The survey was conducted by the pollster TNS on July 3-4. Around 1,000 Germans aged 18 and over took part.

Friday, December 23, 2011

The China Securities Regulatory Commission granted the first batch of licenses under a newly launched trial program that allows yuan funds raised offshore to be invested in China's capital markets, according to some of the funds and people familiar with the situation. The Hong Kong subsidiaries of asset managers Harvest Fund Management Co., E Fund Management, HuaAn Fund Management Co. and HFT Investment Management received the Renminbi Qualified Foreign Institutional Investor licenses today, according to the funds. Renminbi is another name for the Chinese currency.

There is little doubt that European banks need shoring up right now. That fact was made clear Wednesday, when 523 banks tapped the European Central Bank for a record 489 billion euros (nearly $640 billion) in loans. Compared with their American peers, they have been much more dependent on borrowing in recent years to finance their lending binges. On average, European banks’ loan books exceed their deposits by 1.2 times. In the United States the average loan-to-deposit ratio is 0.70. The upshot is that it will probably take much longer for Europe’s banks to unwind their bad loans and debt than it has for American banks. The European Banking Authority, after a third round of stress tests in October, has ordered Europe’s fragile banks to raise more than 114 billion euros in fresh cash in the next six months. By June 2012, the region’s financial institutions will need to increase their so-called core Tier 1 capital ratio — the strictest measure of a bank’s ability to resist financial shocks — to 9 percent of assets. That ratio, higher than the 5 percent preliminary target that the Federal Reserve set for American banks this week, reflects the acute capital strains that European banks are facing. To meet the new European standard, analysts predict that the region’s banks could end up selling assets, shrinking loan books and shutting down foreign subsidiaries in a de- leveraging process that may exceed 3 trillion euros in the coming years. And unless they are able to find better methods to restore their balance sheets — including direct support from their equally stressed national governments — many banks could well end up failing, analysts warn.

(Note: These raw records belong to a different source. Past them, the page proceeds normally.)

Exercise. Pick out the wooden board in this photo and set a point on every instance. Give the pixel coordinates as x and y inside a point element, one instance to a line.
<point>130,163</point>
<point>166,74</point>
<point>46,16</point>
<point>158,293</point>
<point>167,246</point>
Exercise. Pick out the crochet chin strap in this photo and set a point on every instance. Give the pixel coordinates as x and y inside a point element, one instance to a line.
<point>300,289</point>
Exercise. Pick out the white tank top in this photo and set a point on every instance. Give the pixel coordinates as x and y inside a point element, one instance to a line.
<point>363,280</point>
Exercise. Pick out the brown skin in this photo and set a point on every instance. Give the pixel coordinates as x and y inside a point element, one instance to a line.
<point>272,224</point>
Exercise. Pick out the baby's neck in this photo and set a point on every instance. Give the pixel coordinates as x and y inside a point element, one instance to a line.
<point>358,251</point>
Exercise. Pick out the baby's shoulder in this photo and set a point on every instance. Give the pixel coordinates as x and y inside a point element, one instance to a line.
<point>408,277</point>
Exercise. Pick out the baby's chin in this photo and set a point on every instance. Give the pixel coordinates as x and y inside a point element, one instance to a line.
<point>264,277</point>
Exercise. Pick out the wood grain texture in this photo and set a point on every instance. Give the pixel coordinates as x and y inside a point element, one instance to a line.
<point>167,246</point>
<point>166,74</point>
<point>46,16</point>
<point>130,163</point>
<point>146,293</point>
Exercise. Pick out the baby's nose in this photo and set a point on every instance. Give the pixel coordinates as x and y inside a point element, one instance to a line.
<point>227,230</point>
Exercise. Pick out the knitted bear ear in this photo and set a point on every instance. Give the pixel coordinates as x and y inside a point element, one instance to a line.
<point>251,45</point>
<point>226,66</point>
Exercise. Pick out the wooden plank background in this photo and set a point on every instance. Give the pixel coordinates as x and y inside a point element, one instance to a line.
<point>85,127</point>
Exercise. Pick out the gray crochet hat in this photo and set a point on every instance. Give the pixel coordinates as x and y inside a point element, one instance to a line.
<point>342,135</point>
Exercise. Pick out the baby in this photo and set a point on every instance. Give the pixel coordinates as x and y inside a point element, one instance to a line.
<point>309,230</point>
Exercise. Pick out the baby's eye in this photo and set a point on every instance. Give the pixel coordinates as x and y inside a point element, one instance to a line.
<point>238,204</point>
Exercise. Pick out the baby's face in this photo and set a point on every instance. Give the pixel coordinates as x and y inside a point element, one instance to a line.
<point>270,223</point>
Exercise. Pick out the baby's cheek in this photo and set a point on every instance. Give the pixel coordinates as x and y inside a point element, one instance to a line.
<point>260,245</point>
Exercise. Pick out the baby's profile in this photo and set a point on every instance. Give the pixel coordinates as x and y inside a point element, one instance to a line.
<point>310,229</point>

Wednesday, January 12, 2011

No bailouts - Barklays

Barclays boss Bob Diamond has said that taxpayers should not bail out banks, and that those banks that get into trouble should be allowed to fail. "It is not OK for taxpayers to bail out banks," Mr Diamond told a Treasury Committee hearing. On bonuses, he said that Barclays "paid for performance, not for failure". The government has called on banks to pay smaller bonuses, with Deputy Prime Minister Nick Clegg urging them to be "sensitive to the public mood". Mr Diamond said that Barclays had yet to decide on bonus payments to its staff for this year. He added that the "majority" of the amount paid in bonuses went to investment bankers, rather than staff in the retail banking arm. "We are sensitive, we are listening [to calls for restraint], and there is no lack of effort in recognising the importance of this issue and being responsible [over bonuses]," he said. He said that Barclays had "no intention of paying more in bonuses than is necessary". However, he said the bank had to balance these responsibilities with "the environment we operate in", referring to the fact that if Barclays were to unilaterally reduce bonuses, top staff could leave to join competitors. He said he had waived his bonus for the past two years but would wait until he was offered one this year before deciding whether to accept it.